Pur mantenendo le insegne d’origine, oggi “Da Berti” si rinnova nello stile e negli spazi, adeguandosi con delicatezza al contesto in cui si trova, ovvero i grandi edifici della city di Porta Nuova. E nel contrasto antico-moderno si trova un’oasi di quiete e relax che Dante e Giuseppe Di Paolo, i due titolari che dall’Abruzzo si trasferirono a Milano nei primi anni ‘80 per iniziare la loro avventura enogastronomica (con il brand A’Riccione), hanno trasformato in un punto di eccellenza nella ristorazione meneghina. Per Dante e Giuseppe “Non fermarsi mai è il nostro motto”, un programma che trova in “da Berti”, rilevato nel 2022, la migliore espressione delle capacità imprenditoriali applicate con concretezza e pragmatismo.
Le sale interne si presentano avvolgenti, con un arredamento d’epoca, fini cristallerie e preziosi affreschi che avvicinano l’arte ad un ambiente elegante ed informale al tempo stesso.

Con l’arrivo della bella stagione, lo storico locale rinnova il menù, esaltando i propri piatti alla griglia che favoriscono la convivialità, e lo fa aprendo l’esclusivo pergolato interno protetto da un centenario glicine che rende l’atmosfera ancora più raccolta e rilassata.
Il ristorante si presta anche per eventi, con una capacità ricettiva di 330 coperti (un centinaio nella parte interna, 130 in veranda e 100 nel giardino sotto il pergolato) che lo rendono ideale per pranzi di lavoro o conviviali.

Tra le tante specialità offerte dalla cucina, guidata dallo chef milanese Simone Ranucci, la cottura alla brace prende il sopravvento nel menù estivo con proposte di carne che vanno dalla fiorentina Black Angus Australia alla lombata di Rubia Gallega.

Nel segno della tradizione spiccano il Roast Beef con rucola, ravanelli all'aceto e caprino alle erbe, il Pan de Cristal con pastrami, insalatina croccante, senape e miele e jus di vitello, gli Agnolotti con crema di zucchine trombetta, fiori di zucca, culatello croccante e ricotta salata e i Ravioli di ricotta e limone in salsa all'amatriciana.
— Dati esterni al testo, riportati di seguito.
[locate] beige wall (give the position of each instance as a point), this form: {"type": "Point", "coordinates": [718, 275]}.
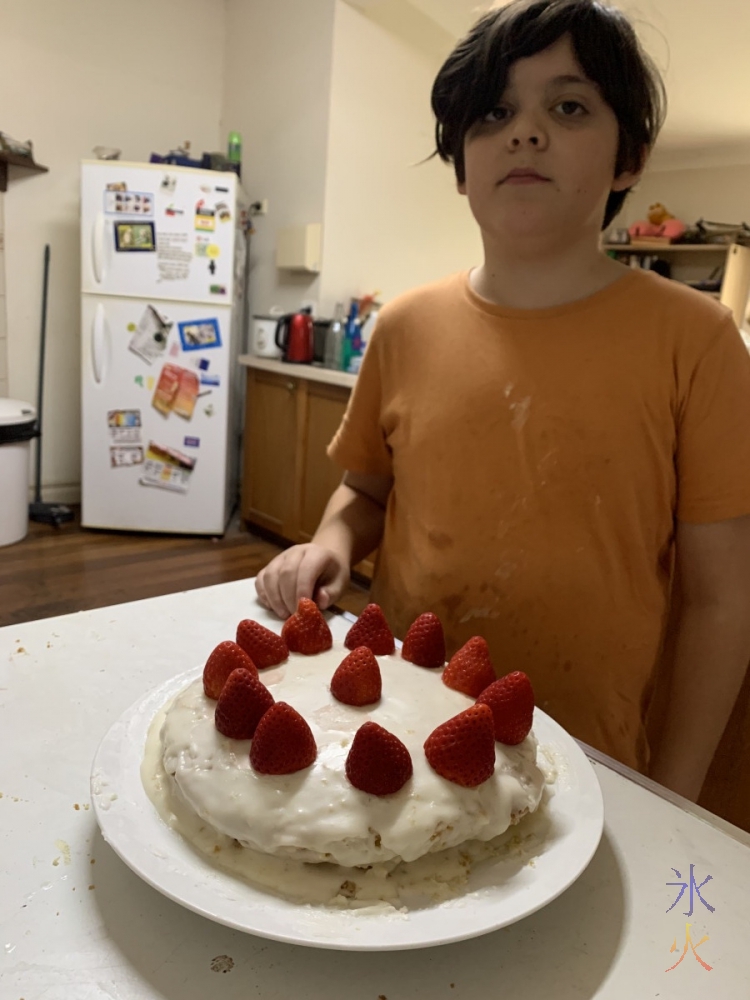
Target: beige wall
{"type": "Point", "coordinates": [142, 76]}
{"type": "Point", "coordinates": [391, 222]}
{"type": "Point", "coordinates": [277, 94]}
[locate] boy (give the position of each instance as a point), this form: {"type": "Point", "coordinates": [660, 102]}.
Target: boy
{"type": "Point", "coordinates": [553, 451]}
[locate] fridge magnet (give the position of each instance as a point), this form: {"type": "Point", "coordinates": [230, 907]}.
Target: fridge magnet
{"type": "Point", "coordinates": [173, 256]}
{"type": "Point", "coordinates": [167, 469]}
{"type": "Point", "coordinates": [198, 334]}
{"type": "Point", "coordinates": [205, 217]}
{"type": "Point", "coordinates": [150, 338]}
{"type": "Point", "coordinates": [124, 426]}
{"type": "Point", "coordinates": [176, 391]}
{"type": "Point", "coordinates": [124, 456]}
{"type": "Point", "coordinates": [135, 236]}
{"type": "Point", "coordinates": [129, 203]}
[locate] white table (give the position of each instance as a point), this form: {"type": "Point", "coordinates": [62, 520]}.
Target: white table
{"type": "Point", "coordinates": [77, 924]}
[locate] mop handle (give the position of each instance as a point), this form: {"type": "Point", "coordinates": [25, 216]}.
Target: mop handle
{"type": "Point", "coordinates": [40, 397]}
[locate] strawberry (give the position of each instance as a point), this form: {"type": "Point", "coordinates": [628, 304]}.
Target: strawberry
{"type": "Point", "coordinates": [283, 742]}
{"type": "Point", "coordinates": [306, 631]}
{"type": "Point", "coordinates": [241, 704]}
{"type": "Point", "coordinates": [371, 630]}
{"type": "Point", "coordinates": [357, 679]}
{"type": "Point", "coordinates": [470, 669]}
{"type": "Point", "coordinates": [425, 643]}
{"type": "Point", "coordinates": [463, 748]}
{"type": "Point", "coordinates": [511, 700]}
{"type": "Point", "coordinates": [223, 660]}
{"type": "Point", "coordinates": [377, 762]}
{"type": "Point", "coordinates": [264, 647]}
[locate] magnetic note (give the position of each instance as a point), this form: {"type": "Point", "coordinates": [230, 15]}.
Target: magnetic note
{"type": "Point", "coordinates": [167, 469]}
{"type": "Point", "coordinates": [199, 334]}
{"type": "Point", "coordinates": [135, 237]}
{"type": "Point", "coordinates": [125, 455]}
{"type": "Point", "coordinates": [150, 338]}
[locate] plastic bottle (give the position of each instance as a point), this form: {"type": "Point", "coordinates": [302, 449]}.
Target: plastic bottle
{"type": "Point", "coordinates": [234, 151]}
{"type": "Point", "coordinates": [352, 340]}
{"type": "Point", "coordinates": [334, 339]}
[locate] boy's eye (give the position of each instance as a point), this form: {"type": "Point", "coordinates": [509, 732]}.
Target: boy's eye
{"type": "Point", "coordinates": [497, 115]}
{"type": "Point", "coordinates": [571, 109]}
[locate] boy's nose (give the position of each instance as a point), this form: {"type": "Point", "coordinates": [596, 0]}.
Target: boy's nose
{"type": "Point", "coordinates": [526, 133]}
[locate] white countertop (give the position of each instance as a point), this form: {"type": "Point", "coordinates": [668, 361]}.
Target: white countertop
{"type": "Point", "coordinates": [77, 923]}
{"type": "Point", "coordinates": [313, 373]}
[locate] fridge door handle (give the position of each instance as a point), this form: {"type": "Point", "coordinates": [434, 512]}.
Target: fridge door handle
{"type": "Point", "coordinates": [97, 247]}
{"type": "Point", "coordinates": [99, 343]}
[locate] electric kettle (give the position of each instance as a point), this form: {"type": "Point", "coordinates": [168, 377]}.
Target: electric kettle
{"type": "Point", "coordinates": [294, 337]}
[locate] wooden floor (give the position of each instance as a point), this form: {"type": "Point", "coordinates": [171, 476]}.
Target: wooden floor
{"type": "Point", "coordinates": [59, 571]}
{"type": "Point", "coordinates": [55, 571]}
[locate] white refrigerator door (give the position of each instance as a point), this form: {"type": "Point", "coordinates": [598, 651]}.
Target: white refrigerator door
{"type": "Point", "coordinates": [158, 231]}
{"type": "Point", "coordinates": [155, 387]}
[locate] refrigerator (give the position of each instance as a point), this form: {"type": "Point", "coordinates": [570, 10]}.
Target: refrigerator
{"type": "Point", "coordinates": [162, 287]}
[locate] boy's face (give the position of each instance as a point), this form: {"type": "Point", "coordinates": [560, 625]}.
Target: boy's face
{"type": "Point", "coordinates": [541, 166]}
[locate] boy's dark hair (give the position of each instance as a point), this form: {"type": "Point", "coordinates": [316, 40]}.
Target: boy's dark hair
{"type": "Point", "coordinates": [475, 75]}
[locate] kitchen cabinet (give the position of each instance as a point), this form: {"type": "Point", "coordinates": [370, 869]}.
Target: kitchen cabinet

E nel sottosuolo ecco la cantina che offre una ricca proposta, con oltre 800 etichette che vanno dai vini italiani a quelli del resto del mondo, confermando l’attenzione e la cura per un servizio impeccabile ed il giusto abbinamento ad ogni singolo piatto.
Il giardino, la cucina, la cantina fanno di “da Berti” casa, accoglienza, tranquillità, nel cuore della Milano che vive, lavora, innova, come succede ogni giorno in questa oasi enogastronomica.